Sunday, June 26, 2016: 10:45 AM-12:15 PM
134 Dwinelle (Dwinelle Hall)
Ivana Pais, Universitą Cattolica, Milano, Italy
Giuseppe Scaratti, Universitą Cattolica, Milano, Italy
Rita Bissola, Universitą Cattolica del Sacro Cuore, Milano, Italy
Silvia Ivaldi, Universitą Cattolica, Milan, Italy
            The recent economic crisis has brought with it the emergence of new forms of work organization including coworking (CW). CW identifies localized spaces where independent professionals work sharing resources and pay to hire a desk, an internet connection, and other services. The focus of CW has been identified in community-building based on values such as collaboration, accessibility, sustainability, and openness (Spinuzzi, 2012; Capdevila, 2014).
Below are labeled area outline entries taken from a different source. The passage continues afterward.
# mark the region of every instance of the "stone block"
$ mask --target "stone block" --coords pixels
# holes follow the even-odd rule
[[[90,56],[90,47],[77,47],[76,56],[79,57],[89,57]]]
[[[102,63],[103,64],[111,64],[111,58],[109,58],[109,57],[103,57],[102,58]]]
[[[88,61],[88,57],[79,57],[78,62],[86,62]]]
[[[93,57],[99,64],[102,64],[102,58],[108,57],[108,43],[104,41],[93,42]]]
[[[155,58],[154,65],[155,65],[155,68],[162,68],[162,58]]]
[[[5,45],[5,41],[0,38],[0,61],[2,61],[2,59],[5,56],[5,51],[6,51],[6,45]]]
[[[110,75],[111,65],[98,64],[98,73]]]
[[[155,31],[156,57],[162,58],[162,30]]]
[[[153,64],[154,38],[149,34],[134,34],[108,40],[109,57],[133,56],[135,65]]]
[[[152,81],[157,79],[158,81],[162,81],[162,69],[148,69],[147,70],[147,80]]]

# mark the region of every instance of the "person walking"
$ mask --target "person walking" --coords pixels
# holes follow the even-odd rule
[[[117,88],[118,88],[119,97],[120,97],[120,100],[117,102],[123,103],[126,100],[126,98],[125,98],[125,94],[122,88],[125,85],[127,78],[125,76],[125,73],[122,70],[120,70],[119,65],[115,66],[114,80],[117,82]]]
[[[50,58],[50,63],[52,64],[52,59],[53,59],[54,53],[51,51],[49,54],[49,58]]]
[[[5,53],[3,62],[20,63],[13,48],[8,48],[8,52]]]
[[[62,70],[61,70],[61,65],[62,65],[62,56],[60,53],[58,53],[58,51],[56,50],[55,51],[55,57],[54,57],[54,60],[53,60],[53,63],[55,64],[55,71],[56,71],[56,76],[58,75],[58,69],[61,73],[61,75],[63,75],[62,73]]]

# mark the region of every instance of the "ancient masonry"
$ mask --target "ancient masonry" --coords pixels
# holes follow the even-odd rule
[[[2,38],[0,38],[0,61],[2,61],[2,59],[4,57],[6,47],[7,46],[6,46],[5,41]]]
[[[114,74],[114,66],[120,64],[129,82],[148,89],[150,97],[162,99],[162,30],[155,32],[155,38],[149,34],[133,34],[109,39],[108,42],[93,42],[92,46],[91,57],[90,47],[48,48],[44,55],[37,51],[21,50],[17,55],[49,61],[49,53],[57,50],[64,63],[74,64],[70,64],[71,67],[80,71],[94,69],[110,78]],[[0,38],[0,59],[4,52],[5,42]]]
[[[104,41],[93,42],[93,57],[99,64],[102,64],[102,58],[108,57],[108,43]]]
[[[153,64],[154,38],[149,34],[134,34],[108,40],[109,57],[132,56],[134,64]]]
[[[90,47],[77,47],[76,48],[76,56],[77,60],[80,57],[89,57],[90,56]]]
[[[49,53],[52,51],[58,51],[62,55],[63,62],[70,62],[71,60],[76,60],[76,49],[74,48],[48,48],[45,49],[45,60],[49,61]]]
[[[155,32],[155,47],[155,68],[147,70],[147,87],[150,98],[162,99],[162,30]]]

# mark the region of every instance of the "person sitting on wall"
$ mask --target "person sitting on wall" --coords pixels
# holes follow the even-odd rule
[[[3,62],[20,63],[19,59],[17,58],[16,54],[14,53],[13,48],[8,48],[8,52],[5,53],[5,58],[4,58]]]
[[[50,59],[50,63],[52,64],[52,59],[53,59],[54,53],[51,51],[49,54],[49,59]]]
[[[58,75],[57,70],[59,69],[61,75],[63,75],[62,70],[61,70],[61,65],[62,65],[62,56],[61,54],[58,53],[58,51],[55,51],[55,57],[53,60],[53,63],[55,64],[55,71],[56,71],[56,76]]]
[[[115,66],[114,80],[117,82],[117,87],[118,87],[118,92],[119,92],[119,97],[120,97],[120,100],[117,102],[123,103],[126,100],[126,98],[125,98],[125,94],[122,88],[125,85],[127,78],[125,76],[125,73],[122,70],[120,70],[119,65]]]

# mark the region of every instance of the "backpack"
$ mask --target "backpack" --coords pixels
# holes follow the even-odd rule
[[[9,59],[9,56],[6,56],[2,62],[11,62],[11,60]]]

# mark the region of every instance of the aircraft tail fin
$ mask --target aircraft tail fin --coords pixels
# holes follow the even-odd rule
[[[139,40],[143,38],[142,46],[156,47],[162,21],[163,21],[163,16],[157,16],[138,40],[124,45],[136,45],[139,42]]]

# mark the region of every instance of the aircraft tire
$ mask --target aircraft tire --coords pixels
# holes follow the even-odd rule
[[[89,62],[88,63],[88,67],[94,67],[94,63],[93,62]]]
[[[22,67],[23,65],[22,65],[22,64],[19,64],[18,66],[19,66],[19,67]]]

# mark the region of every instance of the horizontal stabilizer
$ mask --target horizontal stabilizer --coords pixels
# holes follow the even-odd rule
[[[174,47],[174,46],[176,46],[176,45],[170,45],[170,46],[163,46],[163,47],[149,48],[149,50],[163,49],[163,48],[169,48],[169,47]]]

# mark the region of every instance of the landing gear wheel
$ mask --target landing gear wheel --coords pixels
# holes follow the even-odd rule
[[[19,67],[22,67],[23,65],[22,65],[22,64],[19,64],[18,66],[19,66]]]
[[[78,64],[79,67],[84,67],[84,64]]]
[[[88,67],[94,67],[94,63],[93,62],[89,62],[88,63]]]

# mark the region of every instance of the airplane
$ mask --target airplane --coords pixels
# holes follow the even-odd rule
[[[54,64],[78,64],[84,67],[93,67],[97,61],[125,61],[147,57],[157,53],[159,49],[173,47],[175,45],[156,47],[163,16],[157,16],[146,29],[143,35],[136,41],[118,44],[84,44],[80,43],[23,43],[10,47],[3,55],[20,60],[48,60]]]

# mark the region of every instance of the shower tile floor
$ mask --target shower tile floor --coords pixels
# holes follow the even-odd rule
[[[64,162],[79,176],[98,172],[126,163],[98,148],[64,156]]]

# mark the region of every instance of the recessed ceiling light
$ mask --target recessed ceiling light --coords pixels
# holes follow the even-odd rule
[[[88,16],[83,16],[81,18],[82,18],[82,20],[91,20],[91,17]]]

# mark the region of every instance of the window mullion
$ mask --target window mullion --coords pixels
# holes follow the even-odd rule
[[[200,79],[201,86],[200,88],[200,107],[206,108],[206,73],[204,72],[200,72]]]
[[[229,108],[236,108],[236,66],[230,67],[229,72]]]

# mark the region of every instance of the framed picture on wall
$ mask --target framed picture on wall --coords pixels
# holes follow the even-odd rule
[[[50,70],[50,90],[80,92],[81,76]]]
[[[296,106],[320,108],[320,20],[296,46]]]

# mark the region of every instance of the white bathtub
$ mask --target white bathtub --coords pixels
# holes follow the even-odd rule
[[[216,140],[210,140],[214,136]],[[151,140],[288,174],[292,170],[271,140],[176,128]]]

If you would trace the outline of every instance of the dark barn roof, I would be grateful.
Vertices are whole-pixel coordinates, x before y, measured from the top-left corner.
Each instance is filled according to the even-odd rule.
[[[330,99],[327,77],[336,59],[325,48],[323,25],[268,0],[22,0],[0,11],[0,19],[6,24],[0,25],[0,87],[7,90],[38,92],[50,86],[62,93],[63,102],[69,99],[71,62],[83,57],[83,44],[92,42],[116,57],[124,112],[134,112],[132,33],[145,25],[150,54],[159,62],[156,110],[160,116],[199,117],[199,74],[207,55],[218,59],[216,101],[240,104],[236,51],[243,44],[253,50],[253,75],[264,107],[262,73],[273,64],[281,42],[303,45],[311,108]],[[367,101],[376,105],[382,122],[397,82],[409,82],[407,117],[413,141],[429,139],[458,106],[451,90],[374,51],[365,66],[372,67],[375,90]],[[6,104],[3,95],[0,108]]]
            Due to its rapid development, the focus of research around this phenomenon has been increasingly growing in order to explore the potential of the CW from different points of view. Especially the researches describe CW as: a place for the working and social revival/renaissance of professionals marginalized by the crisis, new and alternative form of organization for knowledge work, crucible for the creation of new relationships, an incubator (in the broad sense of the term) with creative ideas and a place that fosters innovation (Cappelli and Keller, 2013; Gandini, 2015; Merkel, 2015)

            If, on the one hand, the existing literature investigated the positive aspects of CW, at the same time the proliferation of this reality begins meandering the doubt about the sustainability of these initiatives (Gandini, 2015) among researchers and practitioners. In fact, there are those who talk about "coworking bubble” (Moriset, 2014; Gandini, 2015) implying that the near future will lead to a reduction in the number of CWS, a rationalization of the offered service options and, ultimately, to an inevitable concentration of the sector.

            While acknowledging a number of organizational units, options for structuring the spaces, services to workers, choices with reference to governance and the role of CW hosts (Merkel, 2015), the studies conducted so far on the CW have substantially presented the phenomenon as a single reality without ever distinguishing/identifying within different types of CW ventures.

            The aim of this study is to contribute to the literature on CW through the results of a large empirical study that, by proposing a classification of the reality of CW, identifies the socio-organizational dimensions allowing interpreting the differences between different realities of CW thus offering an opportunity for systematization of the phenomenon.

            The phenomenon has now reached a certain degree of maturity where it can no longer be considered as an undifferentiated phenomenon, but it is important to systematize the differences between different realities and understand the dimensions along which you "play" the differences between the various initiatives and organizational realities of this type. Also this forward-looking perspective will allow: (1) providing a photograph/systematization of the phenomenon starting from the understanding of the interpretations, objectives and strategies adopted by the founders; (2) understanding which dimensions are relevant to understanding the differences and then the strengths/weaknesses, the risks and the potential of each type of conceiving the CWS by the founders; (3) envisage also evolutionary trajectories of these business models and the phenomenon of CW more generally.